The FCA (Fiat Chrysler Automobiles) US unit that sits under the Stellantis Group is set to hand over $5.6 million following a California investigation into violations of air quality regulations. Years after the Dieselgate saga, it appears that some automakers are still flouting emissions regulations.
Over 30,000 vehicles are involved in this settlement, and all were equipped with the 5.7-liter V8 Hemi engine. This comes just months after FCA US was fined about $300 million for deceitful emissions testing relating to vehicles with an entirely different engine, the EcoDiesel, in what was dubbed Dieselgate 2.0.
The V8 engines involved in the latest payout were equipped to 2012-2018 model year Jeep Grand Cherokee, Dodge Durango, and Ram 1500 models.
According to the California Air Resources Board (CARB), these vehicles did not meet certification emissions standards. As per Reuters, the $5.6 million includes a $2.8 million civil penalty and $2.8 million that will go towards introducing more electric school buses to schools in the South Coast Air Basin. FCA cooperated with the investigation after the emissions problem was found during state testing.
"This case is a perfect example of why CARB's compliance testing is so important in protecting the state's air quality and public health," said Steven Cliff, CARB Executive Officer. On the other side, Stellantis somewhat sheepishly said that "while we accept responsibility, this does not reflect our strategy for the future."
Stellantis made mention of the 25 EVs it plans to introduce in the US by 2030, a group that includes the Ram 1500 EV and Jeep Recon SUV. But considering that it will be years before gas engines are phased out entirely, the company will still have to comply with emissions standards or face further penalties from authorities.
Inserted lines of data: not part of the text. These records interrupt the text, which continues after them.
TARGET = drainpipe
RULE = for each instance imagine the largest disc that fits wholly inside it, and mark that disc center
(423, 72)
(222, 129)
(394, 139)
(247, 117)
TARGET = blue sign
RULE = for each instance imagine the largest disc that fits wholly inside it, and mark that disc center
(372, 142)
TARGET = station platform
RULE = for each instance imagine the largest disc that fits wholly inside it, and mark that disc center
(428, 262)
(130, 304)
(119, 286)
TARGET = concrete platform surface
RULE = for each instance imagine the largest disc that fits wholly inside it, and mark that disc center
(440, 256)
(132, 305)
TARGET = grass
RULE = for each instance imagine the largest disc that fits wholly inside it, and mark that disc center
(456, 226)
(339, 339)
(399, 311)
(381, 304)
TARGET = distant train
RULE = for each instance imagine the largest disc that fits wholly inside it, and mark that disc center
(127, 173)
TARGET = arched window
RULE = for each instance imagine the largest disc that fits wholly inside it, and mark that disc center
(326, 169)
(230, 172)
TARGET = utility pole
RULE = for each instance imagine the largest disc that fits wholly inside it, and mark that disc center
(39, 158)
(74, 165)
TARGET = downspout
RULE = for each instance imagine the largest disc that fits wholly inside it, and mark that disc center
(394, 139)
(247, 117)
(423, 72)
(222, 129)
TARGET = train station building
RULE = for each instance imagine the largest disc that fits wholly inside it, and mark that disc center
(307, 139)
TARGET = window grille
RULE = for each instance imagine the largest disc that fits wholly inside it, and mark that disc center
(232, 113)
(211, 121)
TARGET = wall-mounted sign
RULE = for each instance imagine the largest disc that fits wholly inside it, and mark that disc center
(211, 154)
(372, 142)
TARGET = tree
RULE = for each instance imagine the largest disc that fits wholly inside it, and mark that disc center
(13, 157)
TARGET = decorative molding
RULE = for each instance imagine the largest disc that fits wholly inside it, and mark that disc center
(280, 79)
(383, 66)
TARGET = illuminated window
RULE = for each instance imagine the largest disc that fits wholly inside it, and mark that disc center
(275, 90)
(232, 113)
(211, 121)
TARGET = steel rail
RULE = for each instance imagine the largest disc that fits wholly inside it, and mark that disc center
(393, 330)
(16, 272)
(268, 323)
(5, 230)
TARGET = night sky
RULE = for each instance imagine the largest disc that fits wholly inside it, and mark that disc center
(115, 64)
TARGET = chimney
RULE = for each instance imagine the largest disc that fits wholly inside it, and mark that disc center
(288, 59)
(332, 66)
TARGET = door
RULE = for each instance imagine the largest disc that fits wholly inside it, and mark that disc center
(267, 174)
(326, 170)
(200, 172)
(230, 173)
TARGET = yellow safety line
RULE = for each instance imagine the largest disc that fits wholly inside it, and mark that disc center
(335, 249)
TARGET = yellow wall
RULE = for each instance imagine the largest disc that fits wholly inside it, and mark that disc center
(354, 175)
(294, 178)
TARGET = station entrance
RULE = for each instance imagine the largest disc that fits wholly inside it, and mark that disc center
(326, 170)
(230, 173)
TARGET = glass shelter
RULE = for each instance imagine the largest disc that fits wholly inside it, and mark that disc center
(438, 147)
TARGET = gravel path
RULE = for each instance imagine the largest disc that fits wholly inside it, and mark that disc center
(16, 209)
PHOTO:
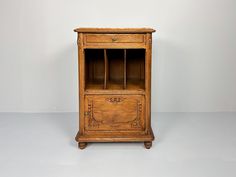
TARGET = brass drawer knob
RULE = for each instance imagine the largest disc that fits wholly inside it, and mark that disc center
(114, 39)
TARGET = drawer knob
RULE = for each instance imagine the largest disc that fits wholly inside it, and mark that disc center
(114, 39)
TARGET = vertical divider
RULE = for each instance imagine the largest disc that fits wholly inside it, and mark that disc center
(125, 80)
(106, 69)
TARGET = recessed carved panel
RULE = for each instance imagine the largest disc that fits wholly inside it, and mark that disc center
(114, 112)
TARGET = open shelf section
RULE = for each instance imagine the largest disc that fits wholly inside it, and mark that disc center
(94, 69)
(115, 69)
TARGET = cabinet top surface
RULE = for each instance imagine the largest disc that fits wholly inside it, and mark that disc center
(114, 30)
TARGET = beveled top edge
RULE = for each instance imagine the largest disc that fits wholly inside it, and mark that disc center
(114, 30)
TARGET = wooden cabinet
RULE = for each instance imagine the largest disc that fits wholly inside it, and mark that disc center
(114, 85)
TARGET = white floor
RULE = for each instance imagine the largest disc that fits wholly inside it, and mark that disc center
(186, 145)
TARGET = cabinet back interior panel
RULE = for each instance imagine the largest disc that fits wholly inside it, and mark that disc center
(135, 67)
(94, 68)
(115, 69)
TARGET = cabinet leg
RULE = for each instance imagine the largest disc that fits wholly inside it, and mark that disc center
(82, 145)
(148, 144)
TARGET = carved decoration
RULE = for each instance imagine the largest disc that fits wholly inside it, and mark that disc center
(93, 123)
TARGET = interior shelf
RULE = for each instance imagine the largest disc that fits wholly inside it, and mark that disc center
(115, 69)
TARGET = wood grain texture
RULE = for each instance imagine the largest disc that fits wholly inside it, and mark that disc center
(114, 85)
(114, 30)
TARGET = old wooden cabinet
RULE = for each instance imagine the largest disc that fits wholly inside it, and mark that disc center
(114, 85)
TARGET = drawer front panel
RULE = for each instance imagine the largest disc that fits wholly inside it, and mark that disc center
(114, 112)
(114, 38)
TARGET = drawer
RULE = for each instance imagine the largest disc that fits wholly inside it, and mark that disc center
(114, 112)
(114, 38)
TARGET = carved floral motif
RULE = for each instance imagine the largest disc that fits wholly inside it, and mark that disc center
(93, 123)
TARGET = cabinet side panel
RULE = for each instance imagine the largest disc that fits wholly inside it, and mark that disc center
(148, 81)
(81, 82)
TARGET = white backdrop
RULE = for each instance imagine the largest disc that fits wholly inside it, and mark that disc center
(194, 51)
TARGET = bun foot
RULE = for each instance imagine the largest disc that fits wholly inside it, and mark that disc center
(82, 145)
(148, 144)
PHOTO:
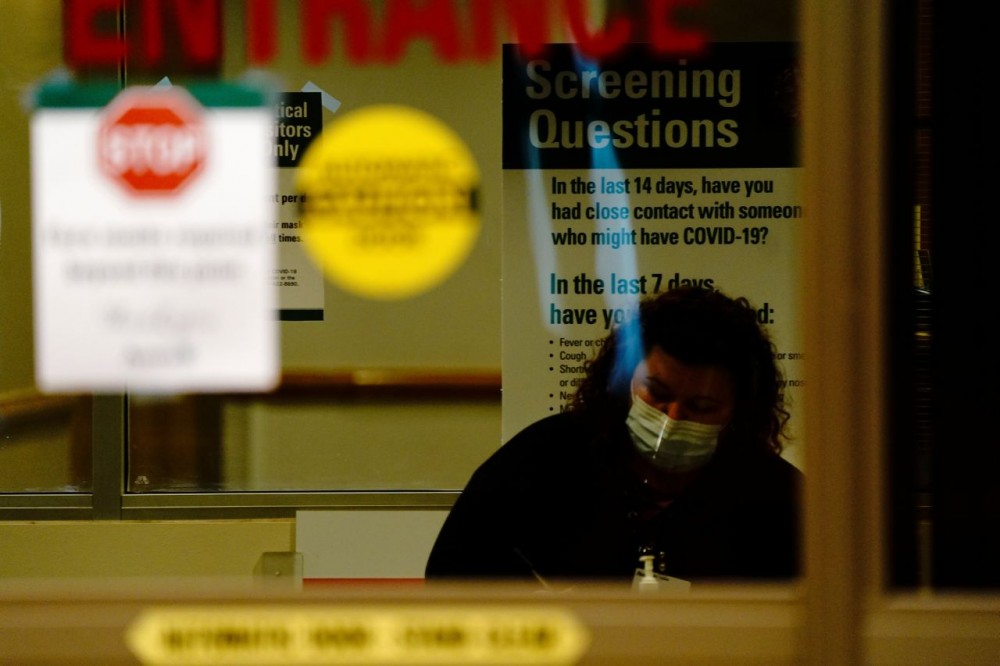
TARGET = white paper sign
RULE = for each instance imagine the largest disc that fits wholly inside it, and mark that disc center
(153, 262)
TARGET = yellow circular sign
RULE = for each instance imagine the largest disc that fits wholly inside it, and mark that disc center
(390, 202)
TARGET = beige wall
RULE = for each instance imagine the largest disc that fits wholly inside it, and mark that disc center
(125, 549)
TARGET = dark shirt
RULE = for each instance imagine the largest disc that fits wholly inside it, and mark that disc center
(563, 502)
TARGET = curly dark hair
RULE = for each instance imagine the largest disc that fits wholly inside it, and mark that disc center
(697, 326)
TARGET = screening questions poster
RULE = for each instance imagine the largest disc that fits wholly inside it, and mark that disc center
(626, 177)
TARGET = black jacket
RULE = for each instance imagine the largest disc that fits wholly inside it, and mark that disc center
(559, 502)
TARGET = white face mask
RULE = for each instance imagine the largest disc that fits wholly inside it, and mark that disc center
(676, 446)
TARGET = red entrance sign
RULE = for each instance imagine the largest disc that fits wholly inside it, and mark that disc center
(152, 141)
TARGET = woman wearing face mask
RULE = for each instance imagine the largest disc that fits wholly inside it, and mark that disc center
(670, 448)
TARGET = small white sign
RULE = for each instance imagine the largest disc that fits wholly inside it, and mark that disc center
(153, 261)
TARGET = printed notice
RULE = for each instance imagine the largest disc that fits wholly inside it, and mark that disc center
(152, 257)
(297, 123)
(631, 177)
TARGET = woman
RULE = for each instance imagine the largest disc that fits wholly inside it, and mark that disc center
(670, 447)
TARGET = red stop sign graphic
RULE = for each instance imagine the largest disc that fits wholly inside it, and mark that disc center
(152, 141)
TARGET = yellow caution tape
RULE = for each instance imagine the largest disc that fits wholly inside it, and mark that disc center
(247, 635)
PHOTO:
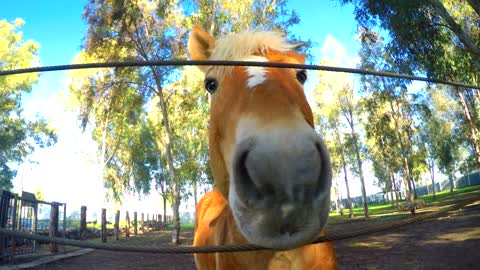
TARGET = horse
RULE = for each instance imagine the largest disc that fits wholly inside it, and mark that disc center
(272, 171)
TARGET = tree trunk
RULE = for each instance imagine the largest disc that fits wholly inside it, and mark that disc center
(344, 167)
(360, 171)
(414, 189)
(339, 199)
(450, 179)
(475, 4)
(392, 176)
(471, 126)
(168, 147)
(408, 177)
(432, 176)
(164, 209)
(195, 192)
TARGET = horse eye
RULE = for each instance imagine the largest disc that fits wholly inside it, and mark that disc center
(302, 76)
(211, 85)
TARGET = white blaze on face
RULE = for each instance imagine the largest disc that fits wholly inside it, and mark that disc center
(256, 75)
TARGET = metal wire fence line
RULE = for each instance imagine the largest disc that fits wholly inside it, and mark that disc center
(231, 248)
(234, 63)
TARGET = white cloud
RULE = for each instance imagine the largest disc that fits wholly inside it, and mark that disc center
(335, 51)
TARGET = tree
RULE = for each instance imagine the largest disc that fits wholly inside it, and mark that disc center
(18, 135)
(437, 37)
(335, 97)
(439, 132)
(119, 102)
(389, 100)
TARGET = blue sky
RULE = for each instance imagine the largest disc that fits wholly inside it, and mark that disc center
(58, 27)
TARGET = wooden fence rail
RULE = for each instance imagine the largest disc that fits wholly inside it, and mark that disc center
(131, 226)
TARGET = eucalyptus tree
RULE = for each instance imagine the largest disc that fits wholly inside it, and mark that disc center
(439, 38)
(167, 98)
(337, 103)
(18, 134)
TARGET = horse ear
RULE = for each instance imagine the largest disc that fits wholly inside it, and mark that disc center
(200, 44)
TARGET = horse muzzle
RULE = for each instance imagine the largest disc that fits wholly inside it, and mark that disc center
(280, 187)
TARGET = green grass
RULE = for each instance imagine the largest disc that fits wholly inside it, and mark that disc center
(384, 211)
(445, 195)
(189, 226)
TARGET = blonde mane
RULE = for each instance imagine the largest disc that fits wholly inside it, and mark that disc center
(241, 46)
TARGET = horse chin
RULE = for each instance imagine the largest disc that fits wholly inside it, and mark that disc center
(264, 225)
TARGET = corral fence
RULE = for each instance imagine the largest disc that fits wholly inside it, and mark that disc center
(26, 214)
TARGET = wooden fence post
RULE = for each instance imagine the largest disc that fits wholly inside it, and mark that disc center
(53, 226)
(83, 222)
(117, 225)
(135, 228)
(127, 229)
(154, 223)
(104, 225)
(148, 221)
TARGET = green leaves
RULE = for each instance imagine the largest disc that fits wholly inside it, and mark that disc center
(18, 135)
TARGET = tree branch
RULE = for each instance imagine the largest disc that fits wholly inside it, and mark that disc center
(456, 28)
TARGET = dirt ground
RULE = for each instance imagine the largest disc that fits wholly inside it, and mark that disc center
(451, 241)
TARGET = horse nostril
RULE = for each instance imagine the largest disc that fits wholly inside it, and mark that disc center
(323, 178)
(242, 178)
(242, 166)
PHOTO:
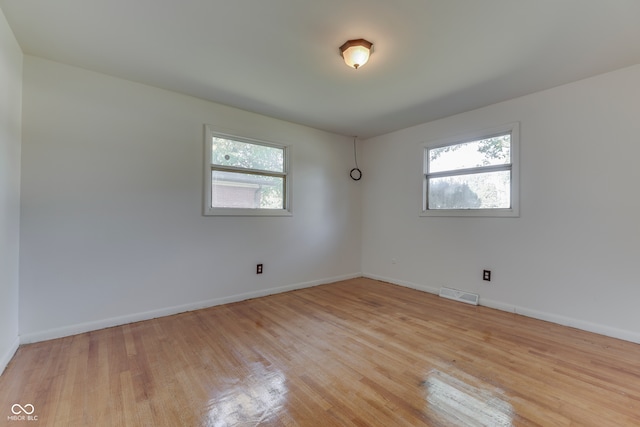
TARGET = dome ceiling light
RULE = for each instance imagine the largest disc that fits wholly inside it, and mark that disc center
(356, 52)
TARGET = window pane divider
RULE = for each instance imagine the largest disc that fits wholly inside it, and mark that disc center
(469, 171)
(247, 171)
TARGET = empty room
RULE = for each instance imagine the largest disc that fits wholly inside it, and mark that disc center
(298, 213)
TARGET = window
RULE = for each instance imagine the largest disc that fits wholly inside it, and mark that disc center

Besides the obvious fact that FCA US tried to circumvent emissions regulations, the latest ruling underlines the age of the Hemi V8 and explains why Jeep and others are gradually replacing it with smaller inline-six engines. The Dodge Challenger and Charger are also losing their V8s.
The separate emissions probe into EcoDiesel engines earlier this year involved the use of deceptive software features that helped vehicles equipped with this engine fraudulently meet the current standards. FCA has now had two settlements with California over the past four years.